Ce réflexe est ancré profondément dans l’histoire: notre héritage culturel s’enracine dans la Révolution française, et il a été ravivé par le Général de Gaulle au siècle dernier. Il se caractérise avant tout par notre sens prononcé pour l’indépendance. Il ne s’agit pas d’amour-propre ou d’orgueil téméraire, mais d’une certaine indépendance d’esprit, de la remise en cause de certitudes prétendument immuables et de la revendication constante d’un nouvel ordre mondial reposant sur des principes de paix, de justice, de solidarité, de développement.
Dit autrement: On a besoin d’Etats comme la France, qui bousculent de temps en temps les jeux d’intérêts des grandes puissances ou qui font bouger les lignes des blocs et des réseaux établis. De Gaulle l’a fait par exemple, lorsqu’il a rétabli le contact avec les Russes en 1964 et plus tard avec les Chinois. Ou lorsqu’il a bousculé la communauté internationale pour réorienter la guerre du Vietnam en 1966, lors de son discours de Phnom Penh. C’est ainsi que je conçois le rôle de la France. C’est une sorte de responsabilité devant le monde.

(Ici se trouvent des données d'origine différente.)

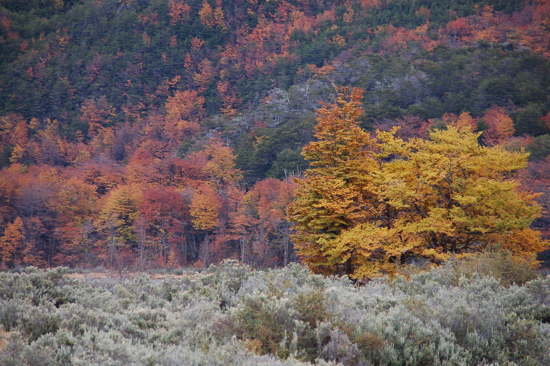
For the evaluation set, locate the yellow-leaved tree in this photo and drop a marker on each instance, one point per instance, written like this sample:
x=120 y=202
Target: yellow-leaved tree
x=370 y=204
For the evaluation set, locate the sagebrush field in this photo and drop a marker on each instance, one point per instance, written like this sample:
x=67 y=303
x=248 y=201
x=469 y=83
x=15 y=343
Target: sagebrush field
x=487 y=310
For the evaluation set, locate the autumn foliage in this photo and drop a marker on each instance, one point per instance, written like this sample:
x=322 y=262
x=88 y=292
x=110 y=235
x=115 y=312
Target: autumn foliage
x=368 y=205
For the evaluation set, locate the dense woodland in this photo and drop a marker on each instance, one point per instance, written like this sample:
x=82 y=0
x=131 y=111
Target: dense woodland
x=168 y=133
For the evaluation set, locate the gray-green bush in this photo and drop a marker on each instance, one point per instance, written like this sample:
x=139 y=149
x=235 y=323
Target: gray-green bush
x=232 y=315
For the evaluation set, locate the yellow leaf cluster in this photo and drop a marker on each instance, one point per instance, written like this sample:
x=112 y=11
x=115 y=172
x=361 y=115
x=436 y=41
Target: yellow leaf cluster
x=368 y=205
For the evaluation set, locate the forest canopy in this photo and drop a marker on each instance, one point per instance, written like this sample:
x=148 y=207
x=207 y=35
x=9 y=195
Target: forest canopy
x=168 y=133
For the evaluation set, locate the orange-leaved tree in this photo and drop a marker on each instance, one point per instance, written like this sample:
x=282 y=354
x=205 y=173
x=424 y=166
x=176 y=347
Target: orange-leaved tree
x=368 y=204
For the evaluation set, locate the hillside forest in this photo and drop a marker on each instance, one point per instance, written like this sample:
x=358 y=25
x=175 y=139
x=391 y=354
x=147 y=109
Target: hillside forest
x=159 y=133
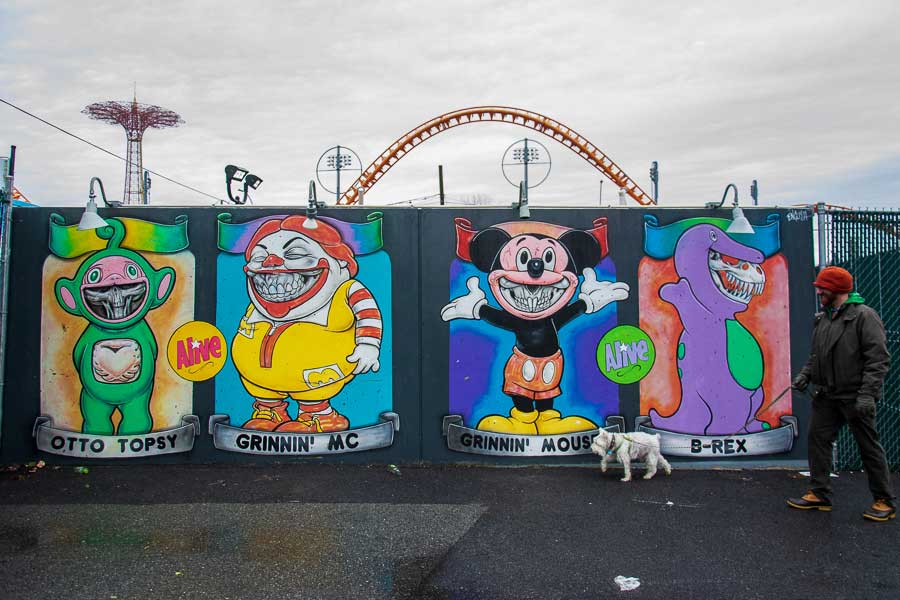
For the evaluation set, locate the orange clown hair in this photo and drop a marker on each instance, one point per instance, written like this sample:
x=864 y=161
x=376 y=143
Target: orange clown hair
x=327 y=236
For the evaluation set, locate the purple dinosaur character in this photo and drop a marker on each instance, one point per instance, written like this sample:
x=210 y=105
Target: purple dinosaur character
x=719 y=362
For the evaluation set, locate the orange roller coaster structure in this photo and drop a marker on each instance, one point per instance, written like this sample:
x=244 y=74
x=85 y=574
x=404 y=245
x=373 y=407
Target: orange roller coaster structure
x=499 y=114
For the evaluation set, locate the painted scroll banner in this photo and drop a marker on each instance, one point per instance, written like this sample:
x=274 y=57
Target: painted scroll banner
x=770 y=441
x=271 y=443
x=476 y=441
x=85 y=445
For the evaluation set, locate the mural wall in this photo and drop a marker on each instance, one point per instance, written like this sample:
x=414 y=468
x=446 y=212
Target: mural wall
x=219 y=335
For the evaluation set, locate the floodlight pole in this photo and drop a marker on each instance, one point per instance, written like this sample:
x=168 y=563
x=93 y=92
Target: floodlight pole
x=525 y=158
x=7 y=171
x=337 y=165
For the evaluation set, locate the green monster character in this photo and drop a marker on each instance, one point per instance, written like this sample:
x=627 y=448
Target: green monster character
x=115 y=356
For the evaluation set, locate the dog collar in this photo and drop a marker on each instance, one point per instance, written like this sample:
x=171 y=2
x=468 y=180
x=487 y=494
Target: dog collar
x=611 y=451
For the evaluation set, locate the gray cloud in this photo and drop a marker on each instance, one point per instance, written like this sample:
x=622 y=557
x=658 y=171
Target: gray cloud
x=789 y=94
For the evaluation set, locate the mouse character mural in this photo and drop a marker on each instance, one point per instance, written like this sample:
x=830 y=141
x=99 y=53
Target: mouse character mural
x=541 y=277
x=311 y=326
x=716 y=306
x=113 y=294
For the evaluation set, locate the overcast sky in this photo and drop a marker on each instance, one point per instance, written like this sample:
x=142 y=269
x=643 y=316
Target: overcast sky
x=802 y=96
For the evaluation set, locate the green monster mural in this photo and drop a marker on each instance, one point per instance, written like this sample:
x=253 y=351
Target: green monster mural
x=115 y=357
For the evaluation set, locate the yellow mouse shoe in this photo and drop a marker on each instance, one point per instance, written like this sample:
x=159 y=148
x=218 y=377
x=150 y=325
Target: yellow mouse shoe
x=518 y=422
x=550 y=422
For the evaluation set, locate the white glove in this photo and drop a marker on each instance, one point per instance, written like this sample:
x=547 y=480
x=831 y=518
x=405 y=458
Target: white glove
x=597 y=294
x=465 y=307
x=366 y=358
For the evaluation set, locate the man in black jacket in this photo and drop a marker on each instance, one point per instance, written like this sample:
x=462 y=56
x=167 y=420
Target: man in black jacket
x=847 y=365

Mais la France ne joue-t-elle pas son propre jeu en fonction de ses intérêts économiques et de sa Realpolitk – surtout en Afrique, son arrière-cour politique?
C’est lié à notre histoire. Dans beaucoup de pays africains, nous sommes l’ancienne puissance coloniale. Cela nous expose à un flot de critiques et à une certaine suspicion. Mais la France assume aussi une grande responsabilité et prend des risques…
…. et en profite dans bien des cas, parce qu’elle est liée aux hommes forts de ces pays.
Cela a été longtemps le cas, c’est vrai. Il semble pourtant parfois aujourd’hui, que la France se désintéresse de ce qui se passe en Afrique. Mais les impressions sont trompeuses: Paris contribue à l’émergence d’une nouvelle Afrique.
Est-ce que la France accède maintenant à un nouveau statut, avec le rôle qu’elle joue en Libye?
Oui, je crois, même si l’initiative est tardive, désordonnée et conduite sans unité de la communauté internationale: cinq abstentions au Conseil de Sécurité de l’ONU, c’est beaucoup. Pourtant, il était juste d’insister.